GCN Circular 3938
Subject
GRB 050904 BAT refined analysis of complete data set
Date
2005-09-07T18:55:04Z (19 years ago)
From
Jay R. Cummings at NASA/GSFC/Swift <jayc@milkyway.gsfc.nasa.gov>
T. Sakamoto (GSFC/NRC), L. Barbier (GSFC), S. Barthelmy (GSFC),
J. Cummings (GSFC/NRC), D. Hullinger (GSFC/UMD), E. Fenimore (LANL),
N. Gehrels (GSFC), H. Krimm (GSFC/USRA), C. Markwardt (GSFC/UMD),
D. Palmer (LANL), A. Parsons (GSFC), G. Sato (ISAS), J. Tueller (GSFC)

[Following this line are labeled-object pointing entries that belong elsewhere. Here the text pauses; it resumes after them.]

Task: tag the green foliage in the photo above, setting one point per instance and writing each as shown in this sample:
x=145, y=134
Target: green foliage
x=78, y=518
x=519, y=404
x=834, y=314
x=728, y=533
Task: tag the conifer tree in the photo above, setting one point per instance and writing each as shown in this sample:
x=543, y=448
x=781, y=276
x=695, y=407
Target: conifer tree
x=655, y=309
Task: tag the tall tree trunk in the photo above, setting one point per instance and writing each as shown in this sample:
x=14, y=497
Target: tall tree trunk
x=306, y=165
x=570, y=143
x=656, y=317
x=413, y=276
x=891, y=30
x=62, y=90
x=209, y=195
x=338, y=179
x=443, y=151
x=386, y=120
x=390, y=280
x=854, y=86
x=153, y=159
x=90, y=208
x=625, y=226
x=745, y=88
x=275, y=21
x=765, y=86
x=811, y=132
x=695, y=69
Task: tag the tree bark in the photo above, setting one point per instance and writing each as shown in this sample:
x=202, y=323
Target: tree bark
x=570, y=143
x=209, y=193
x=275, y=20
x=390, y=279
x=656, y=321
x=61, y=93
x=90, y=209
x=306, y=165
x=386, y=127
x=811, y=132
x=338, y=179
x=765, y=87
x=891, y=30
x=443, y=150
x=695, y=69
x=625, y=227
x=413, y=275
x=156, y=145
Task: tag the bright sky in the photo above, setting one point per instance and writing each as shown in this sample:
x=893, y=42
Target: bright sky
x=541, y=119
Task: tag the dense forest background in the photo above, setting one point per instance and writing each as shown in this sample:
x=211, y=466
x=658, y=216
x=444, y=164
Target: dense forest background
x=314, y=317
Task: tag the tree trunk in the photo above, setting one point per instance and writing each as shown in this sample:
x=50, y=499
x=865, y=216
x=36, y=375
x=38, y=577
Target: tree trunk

on behalf of the Swift-BAT team:
We now have the complete BAT data for GRB 050904 (Cummings et al.,
GCN circ. 3910 and Palmer et al. GCN circ. 3918). This was a very
long, bright burst. The light curve shows 3 main peaks. There are
15-second long peaks at ~T+28 sec and ~T+56 sec, and the main peak
was from ~T+80 sec to ~T+220 sec, along with weaker peaks. Emission
in the BAT energy range continues to almost T+500 sec with a weak
peak at ~T+470 sec. T90 was 225 +/- 10 sec (estimated error including
systematics, 15-350 keV).
Fitting a simple power law from T+17 sec to T+226 sec, the photon
index is 1.34 +/- 0.06. The fluence is 5.4 +/- 0.2 x 10^6 ergs/cm^2.
The 1-second peak flux from T+27.5 sec is 0.8 +- 0.2 photons/cm^2/sec.
All errors are 90% confidence, energy range 15-150 keV.
Haislip et al. (GNC circ. 3914, 3919) reported a Ly-alpha break for
this burst corresponding to a redshift of 5.3 to 9.0. Antonelli et al.
(GCN circ. 3924) calculate a redshift of 6.1. Kawai et al. (GCN circ.
3937) report a spectrographic redshift of 6.29. With the above fluence
at this redshift (6.29), the isotropic energy equivalent is
3.8 x 10^53 ergs in the range 109 - 1094 keV in the GRB rest frame.